While a number of other software vendors, including Agilent, BioDiscovery, and SAS subsidiary JMP, sell software for copy-number analysis, Golden Helix claims that CNAM is the first software package to analyze copy-number variation for whole-genome-association studies.
CNAM is based on a proprietary optimal segmenting algorithm that the company said outperforms competing methods such as circular binary segmenting and hidden Markov models in terms of computational speed, false discovery rates, and sensitivity.
On its website, Golden Helix cites two studies — one by Weil Lai and colleagues at Harvard and another by Hanni Willenbrock and colleagues at the Technical University of Denmark — that found that HMMs were fast but “performed poorly” and had high false discovery rates and low sensitivity. On the other hand it said that CBS is much more effective but “not computationally efficient for whole genome analysis.”
Golden Helix said that it has adapted the same optimal segmenting algorithm it uses in its HelixTree genetic-association analysis software to meet the demands of CNV analysis. The algorithm, based on the work of Douglas Hawkins at the University of Minnesota’s School of Statistics, uses dynamic programming to search through “all possible change-points in data to find the optimal segmentation without succumbing to the inherent combinatorial explosion.”

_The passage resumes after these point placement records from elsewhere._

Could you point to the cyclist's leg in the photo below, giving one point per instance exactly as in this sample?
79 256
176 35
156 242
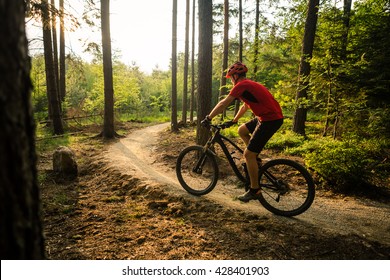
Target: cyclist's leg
245 130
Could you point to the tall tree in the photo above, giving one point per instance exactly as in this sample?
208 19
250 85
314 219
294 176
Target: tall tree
174 68
53 14
241 46
186 55
108 127
346 20
62 80
205 57
223 91
51 84
256 41
21 234
304 67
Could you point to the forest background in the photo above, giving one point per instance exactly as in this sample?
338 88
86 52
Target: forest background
346 136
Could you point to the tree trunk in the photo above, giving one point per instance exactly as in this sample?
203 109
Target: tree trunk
108 127
21 234
237 103
304 68
174 68
186 51
223 90
50 71
192 99
204 66
55 50
62 79
346 19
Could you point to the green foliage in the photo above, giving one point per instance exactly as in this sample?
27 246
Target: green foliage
283 140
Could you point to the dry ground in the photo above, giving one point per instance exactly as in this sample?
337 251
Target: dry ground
109 214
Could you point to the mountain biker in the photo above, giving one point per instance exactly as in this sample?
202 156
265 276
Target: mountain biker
255 133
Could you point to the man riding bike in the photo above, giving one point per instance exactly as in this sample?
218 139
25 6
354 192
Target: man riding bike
255 133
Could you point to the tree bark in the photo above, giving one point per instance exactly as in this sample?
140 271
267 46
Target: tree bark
304 67
62 79
204 66
256 42
186 55
21 234
55 48
51 84
192 99
223 91
237 102
174 68
108 127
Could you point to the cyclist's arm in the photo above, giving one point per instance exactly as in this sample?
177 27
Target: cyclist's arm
218 109
241 112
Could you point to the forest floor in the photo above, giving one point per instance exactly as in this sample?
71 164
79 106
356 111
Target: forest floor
126 204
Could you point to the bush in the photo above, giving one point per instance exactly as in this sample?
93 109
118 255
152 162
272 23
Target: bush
283 140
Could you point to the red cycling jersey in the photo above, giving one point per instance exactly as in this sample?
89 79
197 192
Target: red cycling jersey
258 99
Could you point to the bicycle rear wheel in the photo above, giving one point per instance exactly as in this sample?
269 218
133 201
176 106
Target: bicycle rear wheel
287 187
196 170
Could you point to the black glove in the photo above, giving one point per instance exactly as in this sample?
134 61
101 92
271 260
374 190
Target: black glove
206 122
228 124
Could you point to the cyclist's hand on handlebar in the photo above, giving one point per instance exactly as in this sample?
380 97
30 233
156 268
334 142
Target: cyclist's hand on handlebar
228 124
206 122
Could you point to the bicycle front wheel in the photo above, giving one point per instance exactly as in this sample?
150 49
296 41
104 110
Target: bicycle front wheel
196 170
287 187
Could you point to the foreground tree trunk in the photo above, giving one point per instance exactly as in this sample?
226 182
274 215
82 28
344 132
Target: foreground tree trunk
237 102
192 99
108 127
21 234
62 85
223 91
204 67
51 81
186 55
304 68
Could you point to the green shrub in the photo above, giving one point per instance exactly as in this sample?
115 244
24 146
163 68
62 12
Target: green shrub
283 140
345 165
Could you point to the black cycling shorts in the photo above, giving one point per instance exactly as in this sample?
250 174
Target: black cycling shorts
261 133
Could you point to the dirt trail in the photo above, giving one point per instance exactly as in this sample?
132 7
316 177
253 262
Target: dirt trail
135 155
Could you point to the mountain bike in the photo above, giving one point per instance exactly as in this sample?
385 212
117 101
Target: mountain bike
287 188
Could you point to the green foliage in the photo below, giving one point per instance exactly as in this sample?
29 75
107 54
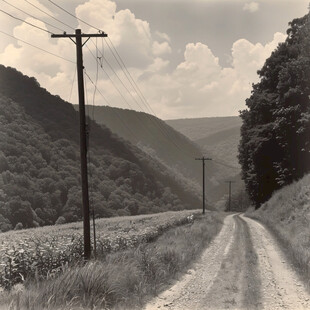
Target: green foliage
287 215
125 279
275 148
40 169
44 252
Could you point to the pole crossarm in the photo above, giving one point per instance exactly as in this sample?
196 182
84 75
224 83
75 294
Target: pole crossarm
82 35
229 201
83 135
203 159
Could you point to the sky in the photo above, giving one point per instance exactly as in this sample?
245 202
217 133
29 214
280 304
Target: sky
188 58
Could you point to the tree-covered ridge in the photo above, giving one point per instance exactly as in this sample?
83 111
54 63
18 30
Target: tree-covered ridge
40 169
275 148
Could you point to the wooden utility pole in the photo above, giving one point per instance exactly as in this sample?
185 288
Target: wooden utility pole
203 159
83 135
229 190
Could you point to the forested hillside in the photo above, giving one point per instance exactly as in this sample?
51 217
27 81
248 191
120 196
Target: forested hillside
40 170
275 147
217 136
174 150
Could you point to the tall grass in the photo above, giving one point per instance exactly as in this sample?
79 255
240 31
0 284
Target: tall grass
287 215
121 280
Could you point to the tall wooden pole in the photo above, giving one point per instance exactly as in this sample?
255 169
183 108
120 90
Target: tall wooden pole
83 145
203 159
83 135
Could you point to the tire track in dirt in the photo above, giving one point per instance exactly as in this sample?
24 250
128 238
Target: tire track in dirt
281 288
243 268
189 291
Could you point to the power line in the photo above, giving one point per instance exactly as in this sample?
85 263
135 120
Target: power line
50 15
61 8
113 111
30 24
158 124
39 48
31 15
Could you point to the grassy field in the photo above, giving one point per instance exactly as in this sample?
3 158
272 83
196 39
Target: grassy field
124 279
287 215
43 252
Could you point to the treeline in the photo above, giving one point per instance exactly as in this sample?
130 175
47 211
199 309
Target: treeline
40 170
275 146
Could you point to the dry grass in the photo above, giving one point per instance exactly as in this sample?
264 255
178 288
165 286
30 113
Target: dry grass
122 280
287 215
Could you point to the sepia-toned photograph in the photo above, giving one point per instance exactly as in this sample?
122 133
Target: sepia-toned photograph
154 154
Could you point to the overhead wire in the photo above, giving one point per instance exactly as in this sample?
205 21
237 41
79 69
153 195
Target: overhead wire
39 48
50 15
128 76
31 15
22 20
79 19
113 111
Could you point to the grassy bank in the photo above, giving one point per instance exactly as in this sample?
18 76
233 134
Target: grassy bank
287 215
121 280
42 251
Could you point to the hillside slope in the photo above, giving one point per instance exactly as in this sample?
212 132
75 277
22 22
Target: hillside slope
199 128
39 163
218 136
153 136
287 214
166 145
223 145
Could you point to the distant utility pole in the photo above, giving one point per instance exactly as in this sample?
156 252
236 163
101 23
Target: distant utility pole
83 140
229 201
203 159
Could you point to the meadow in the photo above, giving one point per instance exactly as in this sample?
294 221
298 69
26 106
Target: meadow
41 253
124 279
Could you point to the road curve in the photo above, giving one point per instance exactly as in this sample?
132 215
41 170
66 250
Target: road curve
243 268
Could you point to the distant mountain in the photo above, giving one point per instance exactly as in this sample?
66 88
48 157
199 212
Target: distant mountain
218 136
198 128
164 144
40 169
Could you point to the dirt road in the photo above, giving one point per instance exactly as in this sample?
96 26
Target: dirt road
243 268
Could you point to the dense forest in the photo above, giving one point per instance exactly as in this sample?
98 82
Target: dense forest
275 147
40 170
168 146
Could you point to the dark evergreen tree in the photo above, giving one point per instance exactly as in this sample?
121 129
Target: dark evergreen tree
274 149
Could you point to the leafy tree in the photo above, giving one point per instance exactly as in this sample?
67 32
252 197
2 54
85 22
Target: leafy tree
274 149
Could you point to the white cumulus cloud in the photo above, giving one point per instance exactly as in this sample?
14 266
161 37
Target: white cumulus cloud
251 7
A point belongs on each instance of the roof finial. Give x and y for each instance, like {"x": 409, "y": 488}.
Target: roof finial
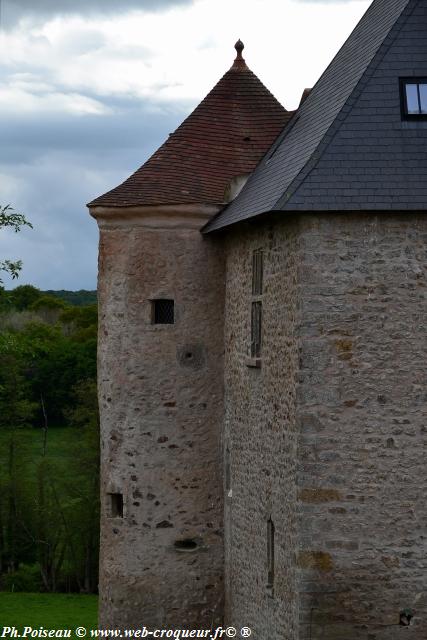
{"x": 239, "y": 46}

In validation tests using the same simulated data used in the Willenbrock study, CNAM provided comparable results to the CBS approach, but in much less time, the company said: around five minutes per sample for Affymetrix 500K data and six minutes for Illumina 550K, as opposed to 20 minutes and 45 minutes per sample, respectively, using CBS.
The partnership program will move the software beyond simulated data and “help us refine our methods and software and ensure they are used optimally for real-world research, while furthering the studies of our collaborators and advancing the copy number analysis field,” Lambert said in a statement.
He said the timeline for the collaborative project depends on the schedules of the research groups involved.
“Each study is starting at different times, often based on availability of data – so we are staggering the project over the course of months,” Lambert said. He said that CNAM has already identified “statistically significant associations that were very interesting regions to the investigator, where they fell within known genes.”
In a statement, Lambert said the program will “combine expertise in informatics and statistics with our collaborators’ in-depth knowledge about the biology of their diseases under study.”
“By the end of these collaborations, what we … expect is investigators will be able to do this [type of copy number evaluation] on additional studies,” Lambert said. “Another [part of the process then] is a set of steps so these investigators can do additional studies on their own.”